In a further surprising admission, Ms Truss said she does not believe Britain will begin negotiations for a US trade deal for a number of years.
She will hold an important bilateral meeting with Joe Biden tomorrow but her acknowledgement there will be no free trade agreement in the “short or medium term” adds importance to her meeting with Emmanuel Macron today ahead of the UN General Assembly.
Their discussions will be their first in a political setting since Ms Truss sparked a row when she said the “jury is out” on whether the French president is “friend or foe”.
Yet Europe editor James Crisp analyses how Ms Truss and Mr Macron’s meeting could herald a cautious reset of Anglo-French relations.
Back home, ministers have returned to full in-trays as the business of government returns following 12 days of national mourning.
Jacob Rees-Mogg, the new Business Secretary, is facing a High Court showdown with trade union chiefs over plans to reduce the impact of strike action.

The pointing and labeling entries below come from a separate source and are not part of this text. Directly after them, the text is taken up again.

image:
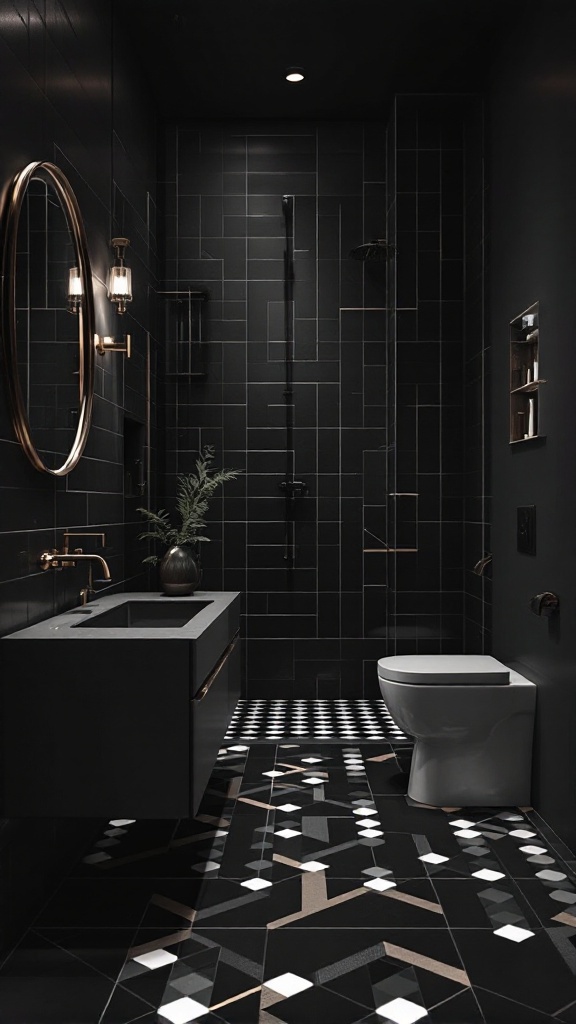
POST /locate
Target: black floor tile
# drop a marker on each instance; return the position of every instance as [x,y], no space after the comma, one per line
[363,895]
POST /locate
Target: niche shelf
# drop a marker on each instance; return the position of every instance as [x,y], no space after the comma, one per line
[184,334]
[525,377]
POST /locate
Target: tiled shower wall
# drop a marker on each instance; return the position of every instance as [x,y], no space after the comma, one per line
[436,443]
[225,232]
[318,629]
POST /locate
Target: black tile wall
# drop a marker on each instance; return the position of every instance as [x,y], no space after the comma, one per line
[370,419]
[225,183]
[437,501]
[71,95]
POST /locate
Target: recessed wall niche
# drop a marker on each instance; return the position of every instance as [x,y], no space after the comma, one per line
[525,377]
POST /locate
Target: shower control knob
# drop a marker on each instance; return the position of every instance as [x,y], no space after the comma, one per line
[544,604]
[294,488]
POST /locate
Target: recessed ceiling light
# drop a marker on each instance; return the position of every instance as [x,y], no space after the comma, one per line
[294,74]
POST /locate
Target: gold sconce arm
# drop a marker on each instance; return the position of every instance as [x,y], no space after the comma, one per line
[106,344]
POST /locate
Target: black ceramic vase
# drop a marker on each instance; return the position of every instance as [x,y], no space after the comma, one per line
[179,570]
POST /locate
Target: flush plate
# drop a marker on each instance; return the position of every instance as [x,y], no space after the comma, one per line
[526,529]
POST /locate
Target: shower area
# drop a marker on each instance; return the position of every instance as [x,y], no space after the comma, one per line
[345,373]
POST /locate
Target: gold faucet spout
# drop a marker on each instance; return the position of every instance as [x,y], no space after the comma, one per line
[56,560]
[482,563]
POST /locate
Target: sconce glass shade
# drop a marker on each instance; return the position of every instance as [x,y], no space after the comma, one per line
[294,74]
[120,276]
[120,286]
[75,290]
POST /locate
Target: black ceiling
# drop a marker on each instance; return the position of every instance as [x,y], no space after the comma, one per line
[225,58]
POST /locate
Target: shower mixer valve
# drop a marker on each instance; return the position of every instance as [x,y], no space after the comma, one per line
[294,488]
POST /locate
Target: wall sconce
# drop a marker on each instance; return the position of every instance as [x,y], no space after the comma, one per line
[75,290]
[106,344]
[120,276]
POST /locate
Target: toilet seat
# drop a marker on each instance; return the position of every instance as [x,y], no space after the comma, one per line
[472,733]
[445,670]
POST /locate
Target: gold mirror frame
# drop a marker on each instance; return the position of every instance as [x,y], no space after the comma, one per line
[10,219]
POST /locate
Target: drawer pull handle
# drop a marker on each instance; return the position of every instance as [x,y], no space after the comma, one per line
[216,671]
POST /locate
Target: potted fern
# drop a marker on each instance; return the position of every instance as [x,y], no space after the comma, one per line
[179,568]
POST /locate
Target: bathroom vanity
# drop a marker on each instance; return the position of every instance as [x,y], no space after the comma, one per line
[118,708]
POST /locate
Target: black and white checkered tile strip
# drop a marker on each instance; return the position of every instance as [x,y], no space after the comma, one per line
[334,720]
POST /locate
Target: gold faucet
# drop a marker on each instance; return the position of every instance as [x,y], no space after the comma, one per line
[64,559]
[481,564]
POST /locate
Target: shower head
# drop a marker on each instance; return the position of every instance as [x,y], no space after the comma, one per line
[377,250]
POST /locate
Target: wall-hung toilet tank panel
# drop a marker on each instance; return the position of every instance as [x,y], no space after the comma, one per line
[445,670]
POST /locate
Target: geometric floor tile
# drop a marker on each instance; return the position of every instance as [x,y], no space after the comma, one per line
[305,891]
[288,984]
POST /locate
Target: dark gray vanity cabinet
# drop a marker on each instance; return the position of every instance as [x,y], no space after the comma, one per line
[117,726]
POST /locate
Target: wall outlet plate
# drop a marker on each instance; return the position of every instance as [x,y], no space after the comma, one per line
[526,529]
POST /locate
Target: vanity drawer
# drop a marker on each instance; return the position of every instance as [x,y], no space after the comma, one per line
[211,710]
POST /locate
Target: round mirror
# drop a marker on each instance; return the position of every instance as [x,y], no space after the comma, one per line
[47,317]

Ministers plan to water-down industrial laws to allow agency workers to fill the roles of striking workers after businesses were hit by a “summer of discontent” amid the cost-of-living crisis.

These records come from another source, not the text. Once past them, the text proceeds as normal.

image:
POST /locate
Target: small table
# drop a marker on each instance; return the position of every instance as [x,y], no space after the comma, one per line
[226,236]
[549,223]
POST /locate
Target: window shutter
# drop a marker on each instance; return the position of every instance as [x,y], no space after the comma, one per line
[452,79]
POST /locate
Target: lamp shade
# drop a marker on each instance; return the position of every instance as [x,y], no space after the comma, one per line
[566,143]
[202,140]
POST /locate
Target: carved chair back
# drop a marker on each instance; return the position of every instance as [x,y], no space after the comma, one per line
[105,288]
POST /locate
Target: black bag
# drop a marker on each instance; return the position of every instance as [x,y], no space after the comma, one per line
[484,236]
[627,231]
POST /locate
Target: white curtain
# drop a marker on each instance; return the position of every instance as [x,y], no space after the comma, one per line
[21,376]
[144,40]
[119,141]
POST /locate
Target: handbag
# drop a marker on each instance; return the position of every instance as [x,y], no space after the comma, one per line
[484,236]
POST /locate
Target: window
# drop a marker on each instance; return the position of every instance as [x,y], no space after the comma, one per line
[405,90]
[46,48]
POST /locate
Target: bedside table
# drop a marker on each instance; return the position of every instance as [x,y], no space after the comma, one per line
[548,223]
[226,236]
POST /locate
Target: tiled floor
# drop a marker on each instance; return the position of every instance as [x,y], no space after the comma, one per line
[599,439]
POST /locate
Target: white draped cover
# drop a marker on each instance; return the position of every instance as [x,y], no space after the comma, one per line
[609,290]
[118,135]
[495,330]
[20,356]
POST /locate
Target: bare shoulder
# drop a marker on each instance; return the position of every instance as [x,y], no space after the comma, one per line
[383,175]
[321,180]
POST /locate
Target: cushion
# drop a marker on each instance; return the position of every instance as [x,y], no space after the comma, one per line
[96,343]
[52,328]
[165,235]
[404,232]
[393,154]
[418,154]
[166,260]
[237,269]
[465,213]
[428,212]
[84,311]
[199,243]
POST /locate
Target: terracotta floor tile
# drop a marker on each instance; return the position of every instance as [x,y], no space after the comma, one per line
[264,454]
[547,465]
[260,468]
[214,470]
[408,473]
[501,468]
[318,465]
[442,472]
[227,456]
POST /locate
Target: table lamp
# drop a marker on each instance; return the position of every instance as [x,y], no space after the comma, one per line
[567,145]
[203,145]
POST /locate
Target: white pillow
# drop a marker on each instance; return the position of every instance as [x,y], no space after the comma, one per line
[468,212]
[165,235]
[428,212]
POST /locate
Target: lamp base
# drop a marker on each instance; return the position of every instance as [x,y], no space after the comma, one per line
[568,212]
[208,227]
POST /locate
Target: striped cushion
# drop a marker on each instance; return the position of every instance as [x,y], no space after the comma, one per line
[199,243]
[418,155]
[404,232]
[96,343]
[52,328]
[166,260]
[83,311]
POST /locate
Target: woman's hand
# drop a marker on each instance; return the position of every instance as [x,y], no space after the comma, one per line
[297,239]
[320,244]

Unite, GMB and the RMT are among 11 trade unions that have launched a Judicial Review claiming the new laws would undermine their right to go on strike.
Matt Oliver analyses why the Left cannot afford to misjudge Mr Rees-Mogg.
Meanwhile, new Transport Secretary Anne-Marie Trevelyan has begun peace talks with rail union chiefs in the hope of breaking the deadlock.
Channel 4 re-examined
As the Government tries to cram two weeks’ worth of announcements into the next four days before the mini-Budget, it emerged that ministers are re-examining the privatisation of Channel 4, in a sign that Ms Truss could reverse Boris Johnson’s plans to sell off the publicly-owned broadcaster.
Michelle Donelan, the Culture Secretary, said the Government was “looking at the business case” for the privatisation of Channel 4.
Her predecessor Nadine Dorries was accused of pursuing a “petty vendetta” against the broadcaster.
Read how Ms Donelan suggested that at the very least the decision has been kicked into the long grass as she also said she would review the BBC licence fee in the “coming weeks,” but declined to reveal whether it could be scrapped.
Comment and analysis
Around the world: Russia hints at full mobilisation
Russian soldiers who refuse to fight during periods of martial law will face stricter punishment, the country’s parliament has decreed, in a sign the Kremlin may be considering full military mobilisation. Russia’s State Duma today rushed through a bill that introduced extra penalties for crimes such as desertion committed in a time of martial law and mobilisation. It comes as Russia has likely withdrawn its most potent attack submarines from their home port in Crimea amid fears they are prone to long-range Ukrainian strikes, according to British intelligence. Meanwhile, Moscow-backed separatists in Ukraine’s eastern Donbas region said they will hold referenda on becoming part of Russia from September 23 to 27. In Europe, German factories suffered their biggest price shock since records began last month, as the throttling of gas supplies from Russia led energy bills to more than double.